Pinjam Lagi di BRI? Cek Suku Bunga KUR 2025 untuk Pinjaman Kedua

Pinjam Lagi di BRI? Cek Suku Bunga KUR 2025 untuk Pinjaman Kedua

Pinjam Lagi di BRI? Cek Suku Bunga KUR 2025 untuk Pinjaman Kedua-jabarekspres.com-Radar Indramayu

RADARINDRAMAYU.ID - Kredit Usaha Rakyat (KUR) dari Bank Rakyat Indonesia (BRI) menjadi tumpuan utama pelaku usaha mikro, kecil, dan menengah (UMKM) yang membutuhkan modal.

Tidak sedikit nasabah yang sudah menuntaskan pinjaman pertama kemudian mengajukan pinjaman kedua demi memperluas bisnis.

Pertanyaan yang paling sering muncul tentu soal suku bunga: apakah bunga KUR BRI untuk pinjaman kedua tetap sama dengan pinjaman pertama?

Menjelang 2025, kabar baik datang karena BRI memastikan suku bunga KUR untuk pengajuan kedua masih berada di kisaran kompetitif yang ramah bagi UMKM.

BACA JUGA:Rivalitas Memanas! Malaysia Hanya Selangkah di Belakang Indonesia di Ranking FIFA

Berdasarkan ketentuan resmi, bunga KUR BRI 2025 tetap mengacu pada kategori produk, untuk KUR Super Mikro dengan plafon hingga Rp10 juta, suku bunga efektif per tahun hanya 3%.

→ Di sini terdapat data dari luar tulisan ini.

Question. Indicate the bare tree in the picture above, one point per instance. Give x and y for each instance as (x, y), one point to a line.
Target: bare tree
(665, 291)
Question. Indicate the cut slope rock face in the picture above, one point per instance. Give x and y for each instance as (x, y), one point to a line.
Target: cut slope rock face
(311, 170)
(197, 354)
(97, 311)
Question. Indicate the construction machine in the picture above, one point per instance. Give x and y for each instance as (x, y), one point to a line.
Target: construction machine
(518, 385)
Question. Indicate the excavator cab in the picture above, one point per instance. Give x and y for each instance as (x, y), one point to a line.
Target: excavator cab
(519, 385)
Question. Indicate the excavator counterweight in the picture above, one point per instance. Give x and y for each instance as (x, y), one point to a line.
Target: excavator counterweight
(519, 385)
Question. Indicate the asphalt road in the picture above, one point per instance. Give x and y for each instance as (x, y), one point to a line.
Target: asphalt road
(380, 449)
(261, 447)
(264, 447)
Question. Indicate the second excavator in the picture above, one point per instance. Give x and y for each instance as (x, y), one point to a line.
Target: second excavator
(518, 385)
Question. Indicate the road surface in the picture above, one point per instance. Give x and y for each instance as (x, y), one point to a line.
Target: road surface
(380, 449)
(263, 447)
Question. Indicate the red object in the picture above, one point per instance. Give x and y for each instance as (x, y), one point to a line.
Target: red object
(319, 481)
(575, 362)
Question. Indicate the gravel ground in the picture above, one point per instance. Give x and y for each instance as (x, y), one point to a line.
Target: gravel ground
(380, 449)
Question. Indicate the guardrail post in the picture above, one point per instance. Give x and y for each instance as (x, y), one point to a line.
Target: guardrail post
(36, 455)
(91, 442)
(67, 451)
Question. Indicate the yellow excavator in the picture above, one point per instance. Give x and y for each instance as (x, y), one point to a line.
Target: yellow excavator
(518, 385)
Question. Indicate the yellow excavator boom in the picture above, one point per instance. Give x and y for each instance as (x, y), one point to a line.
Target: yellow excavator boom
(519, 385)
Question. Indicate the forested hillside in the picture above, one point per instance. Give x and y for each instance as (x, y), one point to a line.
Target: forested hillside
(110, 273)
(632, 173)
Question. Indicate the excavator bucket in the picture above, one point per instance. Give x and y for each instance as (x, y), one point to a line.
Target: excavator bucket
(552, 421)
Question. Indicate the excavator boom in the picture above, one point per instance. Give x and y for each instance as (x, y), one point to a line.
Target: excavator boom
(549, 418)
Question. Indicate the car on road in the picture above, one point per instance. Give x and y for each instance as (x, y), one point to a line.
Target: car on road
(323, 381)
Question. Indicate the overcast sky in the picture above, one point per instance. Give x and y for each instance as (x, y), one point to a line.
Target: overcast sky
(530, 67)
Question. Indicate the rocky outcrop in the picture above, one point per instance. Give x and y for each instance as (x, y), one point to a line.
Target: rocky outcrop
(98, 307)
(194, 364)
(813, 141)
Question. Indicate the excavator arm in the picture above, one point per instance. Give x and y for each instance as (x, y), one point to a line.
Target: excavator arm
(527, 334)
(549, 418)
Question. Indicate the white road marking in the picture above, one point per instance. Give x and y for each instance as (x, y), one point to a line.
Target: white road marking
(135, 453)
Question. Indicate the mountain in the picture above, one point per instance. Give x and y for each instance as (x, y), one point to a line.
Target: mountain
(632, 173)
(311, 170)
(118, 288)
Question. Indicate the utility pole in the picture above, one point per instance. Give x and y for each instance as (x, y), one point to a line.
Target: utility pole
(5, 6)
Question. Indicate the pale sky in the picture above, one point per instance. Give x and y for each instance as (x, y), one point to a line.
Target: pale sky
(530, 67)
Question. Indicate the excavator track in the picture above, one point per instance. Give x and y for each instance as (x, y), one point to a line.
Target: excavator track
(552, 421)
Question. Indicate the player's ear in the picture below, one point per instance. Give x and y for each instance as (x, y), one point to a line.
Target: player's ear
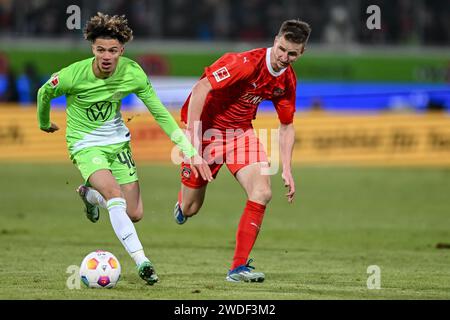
(302, 50)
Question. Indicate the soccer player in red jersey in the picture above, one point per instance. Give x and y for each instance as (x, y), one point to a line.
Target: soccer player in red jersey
(219, 114)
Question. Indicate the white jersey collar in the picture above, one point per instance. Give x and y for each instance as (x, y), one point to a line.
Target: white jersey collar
(269, 66)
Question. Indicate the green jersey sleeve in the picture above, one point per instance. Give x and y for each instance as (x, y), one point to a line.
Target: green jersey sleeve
(162, 116)
(59, 84)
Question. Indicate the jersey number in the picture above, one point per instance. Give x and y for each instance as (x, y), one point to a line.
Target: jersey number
(126, 158)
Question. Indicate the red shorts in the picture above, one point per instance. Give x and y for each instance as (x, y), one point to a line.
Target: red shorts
(237, 150)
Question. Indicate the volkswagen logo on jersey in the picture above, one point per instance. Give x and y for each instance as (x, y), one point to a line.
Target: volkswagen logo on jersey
(99, 111)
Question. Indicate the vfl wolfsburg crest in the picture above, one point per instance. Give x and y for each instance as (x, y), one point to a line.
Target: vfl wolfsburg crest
(100, 111)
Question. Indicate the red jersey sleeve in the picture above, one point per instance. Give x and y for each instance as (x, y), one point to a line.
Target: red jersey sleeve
(228, 70)
(285, 105)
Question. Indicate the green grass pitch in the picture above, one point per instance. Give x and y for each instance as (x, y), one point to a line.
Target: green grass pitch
(343, 220)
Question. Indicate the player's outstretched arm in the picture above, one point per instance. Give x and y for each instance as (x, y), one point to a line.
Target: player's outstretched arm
(53, 88)
(171, 128)
(287, 138)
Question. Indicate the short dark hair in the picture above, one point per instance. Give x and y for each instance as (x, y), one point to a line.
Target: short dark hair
(105, 26)
(295, 31)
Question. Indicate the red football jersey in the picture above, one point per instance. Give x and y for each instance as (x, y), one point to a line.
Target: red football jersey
(240, 81)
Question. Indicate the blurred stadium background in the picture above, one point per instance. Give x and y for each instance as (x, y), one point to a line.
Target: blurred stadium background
(365, 97)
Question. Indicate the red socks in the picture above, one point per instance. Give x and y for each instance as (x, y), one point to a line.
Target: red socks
(247, 232)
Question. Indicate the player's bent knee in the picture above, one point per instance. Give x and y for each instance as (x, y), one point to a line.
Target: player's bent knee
(261, 195)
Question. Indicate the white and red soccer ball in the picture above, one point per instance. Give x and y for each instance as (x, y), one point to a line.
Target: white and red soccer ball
(100, 269)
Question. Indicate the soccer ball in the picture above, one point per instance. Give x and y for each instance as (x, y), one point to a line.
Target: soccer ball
(100, 269)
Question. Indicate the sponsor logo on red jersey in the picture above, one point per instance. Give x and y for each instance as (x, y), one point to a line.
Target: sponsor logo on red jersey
(221, 74)
(278, 92)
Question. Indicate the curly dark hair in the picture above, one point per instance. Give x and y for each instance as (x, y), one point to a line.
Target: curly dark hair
(105, 26)
(295, 31)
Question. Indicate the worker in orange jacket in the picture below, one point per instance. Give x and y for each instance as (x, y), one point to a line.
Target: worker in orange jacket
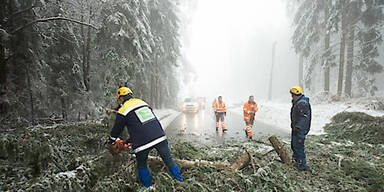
(249, 109)
(220, 111)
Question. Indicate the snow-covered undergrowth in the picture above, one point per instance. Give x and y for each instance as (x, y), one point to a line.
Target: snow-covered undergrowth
(278, 113)
(73, 158)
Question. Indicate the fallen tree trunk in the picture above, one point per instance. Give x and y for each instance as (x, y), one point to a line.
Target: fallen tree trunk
(242, 162)
(279, 148)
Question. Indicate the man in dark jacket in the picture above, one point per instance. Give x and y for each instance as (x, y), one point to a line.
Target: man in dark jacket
(301, 115)
(145, 133)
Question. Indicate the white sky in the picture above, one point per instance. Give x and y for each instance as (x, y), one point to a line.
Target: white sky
(231, 49)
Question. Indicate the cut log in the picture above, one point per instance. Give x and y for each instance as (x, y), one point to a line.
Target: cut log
(279, 148)
(242, 162)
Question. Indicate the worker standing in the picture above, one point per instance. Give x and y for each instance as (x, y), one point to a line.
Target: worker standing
(250, 108)
(220, 111)
(301, 116)
(145, 133)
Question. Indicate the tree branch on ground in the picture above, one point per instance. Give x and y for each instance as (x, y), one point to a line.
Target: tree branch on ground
(52, 19)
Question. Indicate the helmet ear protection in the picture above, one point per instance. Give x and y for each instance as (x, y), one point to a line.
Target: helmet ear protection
(123, 91)
(296, 90)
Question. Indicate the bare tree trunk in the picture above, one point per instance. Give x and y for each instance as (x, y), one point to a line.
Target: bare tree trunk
(239, 164)
(350, 49)
(349, 69)
(271, 73)
(27, 71)
(86, 46)
(326, 49)
(344, 31)
(301, 58)
(152, 90)
(3, 67)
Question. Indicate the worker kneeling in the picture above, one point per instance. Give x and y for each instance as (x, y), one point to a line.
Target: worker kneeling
(145, 133)
(250, 108)
(220, 112)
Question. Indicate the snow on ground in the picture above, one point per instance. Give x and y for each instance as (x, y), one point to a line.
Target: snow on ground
(166, 116)
(278, 113)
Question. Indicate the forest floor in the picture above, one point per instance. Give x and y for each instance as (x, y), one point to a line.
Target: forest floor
(73, 158)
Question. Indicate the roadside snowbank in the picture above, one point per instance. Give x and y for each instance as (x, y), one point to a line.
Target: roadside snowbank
(166, 116)
(278, 113)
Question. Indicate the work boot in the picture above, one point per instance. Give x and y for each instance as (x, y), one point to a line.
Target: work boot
(175, 171)
(145, 177)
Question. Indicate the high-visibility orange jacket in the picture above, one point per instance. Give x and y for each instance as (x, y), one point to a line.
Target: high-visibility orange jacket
(249, 110)
(219, 107)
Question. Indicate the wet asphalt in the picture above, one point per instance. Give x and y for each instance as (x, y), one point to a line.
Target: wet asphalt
(199, 128)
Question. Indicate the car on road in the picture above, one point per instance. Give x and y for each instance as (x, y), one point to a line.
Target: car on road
(190, 105)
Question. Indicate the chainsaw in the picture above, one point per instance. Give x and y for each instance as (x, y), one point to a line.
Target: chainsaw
(119, 146)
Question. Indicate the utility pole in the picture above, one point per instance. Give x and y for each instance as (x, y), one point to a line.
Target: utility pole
(271, 74)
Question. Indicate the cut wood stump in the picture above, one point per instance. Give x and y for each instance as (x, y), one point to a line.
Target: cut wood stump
(240, 163)
(279, 148)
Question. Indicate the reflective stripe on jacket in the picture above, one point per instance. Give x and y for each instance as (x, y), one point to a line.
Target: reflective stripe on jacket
(219, 107)
(249, 109)
(143, 126)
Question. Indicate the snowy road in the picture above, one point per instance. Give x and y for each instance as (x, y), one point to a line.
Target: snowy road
(199, 128)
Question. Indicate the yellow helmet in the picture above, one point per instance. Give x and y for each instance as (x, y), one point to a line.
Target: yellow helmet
(123, 91)
(296, 90)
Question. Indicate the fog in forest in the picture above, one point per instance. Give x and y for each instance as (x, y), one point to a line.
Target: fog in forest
(231, 50)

Sementara KUR Mikro (di atas Rp10 juta hingga Rp100 juta) dan KUR Kecil (di atas Rp100 juta hingga Rp500 juta) menetapkan bunga efektif 6–9% per tahun.

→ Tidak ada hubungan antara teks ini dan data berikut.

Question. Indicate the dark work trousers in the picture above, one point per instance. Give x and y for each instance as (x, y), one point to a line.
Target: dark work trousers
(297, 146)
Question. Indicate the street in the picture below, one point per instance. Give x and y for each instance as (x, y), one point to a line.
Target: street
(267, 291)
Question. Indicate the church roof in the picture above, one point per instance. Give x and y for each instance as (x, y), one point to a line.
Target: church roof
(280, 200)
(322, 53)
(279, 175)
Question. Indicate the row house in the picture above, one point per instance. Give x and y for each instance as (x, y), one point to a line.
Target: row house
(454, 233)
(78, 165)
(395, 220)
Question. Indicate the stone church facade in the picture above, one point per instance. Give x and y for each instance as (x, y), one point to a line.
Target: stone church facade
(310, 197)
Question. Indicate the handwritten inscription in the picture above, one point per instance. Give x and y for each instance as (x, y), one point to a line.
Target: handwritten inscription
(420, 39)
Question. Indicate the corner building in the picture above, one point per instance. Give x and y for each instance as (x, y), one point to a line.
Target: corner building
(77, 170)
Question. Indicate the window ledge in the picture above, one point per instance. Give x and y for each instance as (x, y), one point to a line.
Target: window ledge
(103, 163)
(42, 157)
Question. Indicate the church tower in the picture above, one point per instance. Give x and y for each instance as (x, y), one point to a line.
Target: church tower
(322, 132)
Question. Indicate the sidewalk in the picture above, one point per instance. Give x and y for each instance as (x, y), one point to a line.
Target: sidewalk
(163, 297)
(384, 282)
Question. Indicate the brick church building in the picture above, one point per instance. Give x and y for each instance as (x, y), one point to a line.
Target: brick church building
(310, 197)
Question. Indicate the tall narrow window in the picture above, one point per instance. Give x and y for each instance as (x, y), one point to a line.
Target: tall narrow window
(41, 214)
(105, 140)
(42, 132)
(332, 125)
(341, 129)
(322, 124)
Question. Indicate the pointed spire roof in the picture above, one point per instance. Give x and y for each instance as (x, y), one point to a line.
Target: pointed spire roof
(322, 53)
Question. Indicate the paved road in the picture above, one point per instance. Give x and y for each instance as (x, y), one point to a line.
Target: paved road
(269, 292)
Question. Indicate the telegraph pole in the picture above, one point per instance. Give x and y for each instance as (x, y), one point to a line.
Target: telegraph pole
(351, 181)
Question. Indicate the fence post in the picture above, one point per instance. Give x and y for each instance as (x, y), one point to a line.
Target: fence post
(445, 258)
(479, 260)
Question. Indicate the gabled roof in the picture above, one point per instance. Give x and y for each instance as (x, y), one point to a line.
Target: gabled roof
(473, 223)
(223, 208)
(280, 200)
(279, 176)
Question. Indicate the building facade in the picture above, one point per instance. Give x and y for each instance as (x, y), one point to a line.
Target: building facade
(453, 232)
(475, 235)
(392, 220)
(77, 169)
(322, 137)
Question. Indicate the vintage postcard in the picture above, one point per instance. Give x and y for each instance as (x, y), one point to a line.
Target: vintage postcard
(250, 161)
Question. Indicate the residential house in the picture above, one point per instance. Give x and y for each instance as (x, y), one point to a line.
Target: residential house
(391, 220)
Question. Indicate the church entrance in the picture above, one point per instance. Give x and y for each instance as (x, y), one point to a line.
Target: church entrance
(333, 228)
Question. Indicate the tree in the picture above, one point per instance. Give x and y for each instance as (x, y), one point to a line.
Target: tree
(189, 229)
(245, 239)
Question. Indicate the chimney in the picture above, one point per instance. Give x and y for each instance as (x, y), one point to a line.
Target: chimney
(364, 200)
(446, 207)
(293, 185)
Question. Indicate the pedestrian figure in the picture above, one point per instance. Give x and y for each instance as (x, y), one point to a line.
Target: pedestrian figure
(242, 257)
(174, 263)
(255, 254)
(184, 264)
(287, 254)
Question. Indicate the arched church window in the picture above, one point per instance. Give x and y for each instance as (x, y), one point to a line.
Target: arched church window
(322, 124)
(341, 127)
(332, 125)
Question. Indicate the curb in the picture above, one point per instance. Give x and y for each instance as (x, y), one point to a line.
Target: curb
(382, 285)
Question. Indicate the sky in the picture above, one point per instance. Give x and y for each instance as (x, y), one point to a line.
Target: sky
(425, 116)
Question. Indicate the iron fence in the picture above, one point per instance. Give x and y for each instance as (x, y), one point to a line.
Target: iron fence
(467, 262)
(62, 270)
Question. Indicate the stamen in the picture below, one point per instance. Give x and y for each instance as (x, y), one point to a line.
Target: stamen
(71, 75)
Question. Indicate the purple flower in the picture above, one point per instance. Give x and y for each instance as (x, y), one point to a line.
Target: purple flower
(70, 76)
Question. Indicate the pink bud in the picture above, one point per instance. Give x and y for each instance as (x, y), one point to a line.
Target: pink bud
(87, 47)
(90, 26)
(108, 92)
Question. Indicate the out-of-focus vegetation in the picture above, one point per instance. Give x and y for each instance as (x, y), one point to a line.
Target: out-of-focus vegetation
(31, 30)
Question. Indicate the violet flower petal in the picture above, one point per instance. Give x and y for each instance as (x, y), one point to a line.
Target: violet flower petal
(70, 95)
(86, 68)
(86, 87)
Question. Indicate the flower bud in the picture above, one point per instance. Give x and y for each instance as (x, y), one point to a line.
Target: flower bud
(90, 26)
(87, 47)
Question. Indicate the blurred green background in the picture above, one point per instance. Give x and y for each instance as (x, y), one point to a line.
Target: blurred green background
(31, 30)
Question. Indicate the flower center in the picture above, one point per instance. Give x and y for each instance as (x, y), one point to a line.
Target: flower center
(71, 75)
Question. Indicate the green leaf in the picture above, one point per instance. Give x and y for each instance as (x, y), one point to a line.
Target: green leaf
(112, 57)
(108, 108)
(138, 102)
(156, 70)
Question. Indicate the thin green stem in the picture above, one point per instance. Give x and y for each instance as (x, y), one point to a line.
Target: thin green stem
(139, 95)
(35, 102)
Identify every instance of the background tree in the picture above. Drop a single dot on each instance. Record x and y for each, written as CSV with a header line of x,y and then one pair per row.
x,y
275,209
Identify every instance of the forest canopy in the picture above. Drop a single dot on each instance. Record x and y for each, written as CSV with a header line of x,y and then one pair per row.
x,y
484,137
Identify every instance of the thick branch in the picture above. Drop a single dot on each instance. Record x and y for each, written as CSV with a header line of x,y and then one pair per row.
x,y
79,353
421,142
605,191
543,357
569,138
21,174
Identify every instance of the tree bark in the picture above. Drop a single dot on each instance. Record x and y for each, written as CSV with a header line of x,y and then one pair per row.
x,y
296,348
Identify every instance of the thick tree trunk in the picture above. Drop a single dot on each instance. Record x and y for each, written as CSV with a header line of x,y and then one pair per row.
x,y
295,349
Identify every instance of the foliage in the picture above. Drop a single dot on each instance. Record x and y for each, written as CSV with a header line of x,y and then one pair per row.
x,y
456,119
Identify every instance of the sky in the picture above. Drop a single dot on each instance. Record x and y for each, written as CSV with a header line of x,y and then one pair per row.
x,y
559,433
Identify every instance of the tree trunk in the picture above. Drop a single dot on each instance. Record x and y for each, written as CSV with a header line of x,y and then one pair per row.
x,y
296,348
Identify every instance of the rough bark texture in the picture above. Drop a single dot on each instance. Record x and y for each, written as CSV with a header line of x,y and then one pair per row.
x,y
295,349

Ketentuan ini berlaku baik untuk peminjam baru maupun mereka yang mengajukan pinjaman kedua, selama riwayat kredit di pinjaman pertama dinilai lancar dan sesuai perjanjian.

Artinya, pelaku usaha tidak perlu khawatir akan adanya kenaikan bunga hanya karena mengajukan pembiayaan lanjutan.

BACA JUGA:Jadwal BRI Super League Ditunda! Demi Garuda, Pekan ke-8 Diundur ke Desember

Meski suku bunga sama, BRI menerapkan evaluasi tambahan sebelum menyetujui pinjaman kedua.

Bank akan menilai kinerja usaha, catatan pembayaran sebelumnya, dan rencana penggunaan dana baru.

Nasabah yang memiliki rekam jejak baik berpeluang besar memperoleh plafon lebih tinggi dibanding pinjaman pertama.

Hal ini menjadi peluang emas bagi UMKM yang ingin mengembangkan usaha ke level berikutnya, seperti menambah cabang, membeli peralatan produksi, atau memperluas jaringan distribusi.